Das Problem für Merkel in diesem Herbst: Länder, die auf chinesisches Geld angewiesen sind, lassen sich viel schwieriger auf eine gemeinsame EU-Linie bringen, wenn es darum geht, legitime europäische Interessen gegenüber China durchzusetzen. Immerhin: Ein chinesischer Kaufrausch wie nach der Finanzkrise bleibt unwahrscheinlich. Bis auf weiteres machen die Grenzschließungen Investitionsgeschäfte, aber auch den Transport von Gütern und Personen zur Herausforderung. Für Peking sind Investitionen ins Ausland derzeit zu Hause auch schwierig zu verkaufen. Die Wiederherstellung der heimischen Wirtschaft und die Sicherung von Arbeitsplätzen hat für Peking erst einmal Priorität. Hinzu kommt, dass Europa die Konditionen für Investitionen in den vergangenen zwei Jahren verschärft hat: Chinesische Unternehmen müssen ein strenges Screening durchlaufen, bevor sie etwa in kritische Technologiebereiche investieren können.

Das zeigt sich auch an den Zahlen: Chinas Direktinvestitionen in den 28 EU-Ländern sanken 2019 um 33 Prozent auf nur noch zwölf Milliarden Euro. Nach dem Höchststand im Jahr 2016 der dritte Rückgang in Folge. Anderseits ist nun der schnelle Zugang zum chinesischen Markt überlebenswichtig für viele Unternehmen. Denn es muss nach der Krise wieder zügig bergauf gehen. Kein günstiger Zeitpunkt also, um sich mit Peking anzulegen - was auch immer während der Krise schiefgelaufen sein mag.
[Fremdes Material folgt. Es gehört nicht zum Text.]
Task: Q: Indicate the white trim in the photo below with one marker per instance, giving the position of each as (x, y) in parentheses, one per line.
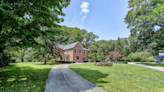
(83, 58)
(74, 50)
(79, 58)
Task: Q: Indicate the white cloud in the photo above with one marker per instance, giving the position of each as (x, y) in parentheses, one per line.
(84, 7)
(80, 25)
(83, 17)
(85, 10)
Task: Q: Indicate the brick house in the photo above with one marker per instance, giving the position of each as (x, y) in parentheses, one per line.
(72, 52)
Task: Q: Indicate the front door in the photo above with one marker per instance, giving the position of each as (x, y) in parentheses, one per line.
(83, 59)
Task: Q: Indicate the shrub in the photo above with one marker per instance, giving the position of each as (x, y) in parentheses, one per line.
(85, 61)
(107, 63)
(66, 61)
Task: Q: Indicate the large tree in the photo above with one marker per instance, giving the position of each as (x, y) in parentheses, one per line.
(23, 20)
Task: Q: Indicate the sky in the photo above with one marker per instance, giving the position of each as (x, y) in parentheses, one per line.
(104, 18)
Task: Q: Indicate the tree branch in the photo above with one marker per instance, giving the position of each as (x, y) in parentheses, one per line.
(6, 38)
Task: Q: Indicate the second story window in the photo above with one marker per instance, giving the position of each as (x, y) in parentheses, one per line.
(75, 50)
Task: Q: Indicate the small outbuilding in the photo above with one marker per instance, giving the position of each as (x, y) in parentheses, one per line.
(159, 59)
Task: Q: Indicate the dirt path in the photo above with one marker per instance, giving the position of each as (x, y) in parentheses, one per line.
(63, 79)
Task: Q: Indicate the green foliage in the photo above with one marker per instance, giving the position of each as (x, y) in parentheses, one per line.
(125, 62)
(140, 56)
(90, 60)
(143, 18)
(100, 55)
(70, 35)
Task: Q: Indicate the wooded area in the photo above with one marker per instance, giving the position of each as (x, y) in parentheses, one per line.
(29, 30)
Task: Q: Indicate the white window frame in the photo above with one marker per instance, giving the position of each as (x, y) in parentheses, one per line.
(85, 58)
(79, 58)
(74, 51)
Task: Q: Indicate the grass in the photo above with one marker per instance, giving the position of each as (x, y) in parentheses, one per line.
(24, 77)
(122, 77)
(151, 64)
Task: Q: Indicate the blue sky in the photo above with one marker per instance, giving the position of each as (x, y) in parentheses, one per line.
(104, 18)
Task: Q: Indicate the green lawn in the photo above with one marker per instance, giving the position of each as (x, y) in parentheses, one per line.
(22, 77)
(122, 77)
(151, 63)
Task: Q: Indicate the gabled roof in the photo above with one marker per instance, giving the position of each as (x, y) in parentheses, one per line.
(68, 46)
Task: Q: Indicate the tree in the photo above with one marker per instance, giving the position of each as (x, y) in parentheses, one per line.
(144, 17)
(114, 55)
(23, 21)
(119, 45)
(93, 55)
(100, 54)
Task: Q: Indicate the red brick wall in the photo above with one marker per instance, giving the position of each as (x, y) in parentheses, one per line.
(74, 55)
(81, 55)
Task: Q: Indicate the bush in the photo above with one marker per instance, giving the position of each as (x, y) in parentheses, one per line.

Klar ist schon jetzt: Für Merkel wird dieser Balanceakt während des EU-China-Gipfels eine der größten Herausforderungen ihrer langen politischen Karriere. Es werden Weichen für die Zukunft gestellt werden, die vermutlich weit über ihre aktive politische Karriere hinausreichen werden - wenn sie denn nicht doch noch mal verlängert.

Unser Kolumnist Frank Sieren lebt seit über zwanzig Jahren in Peking.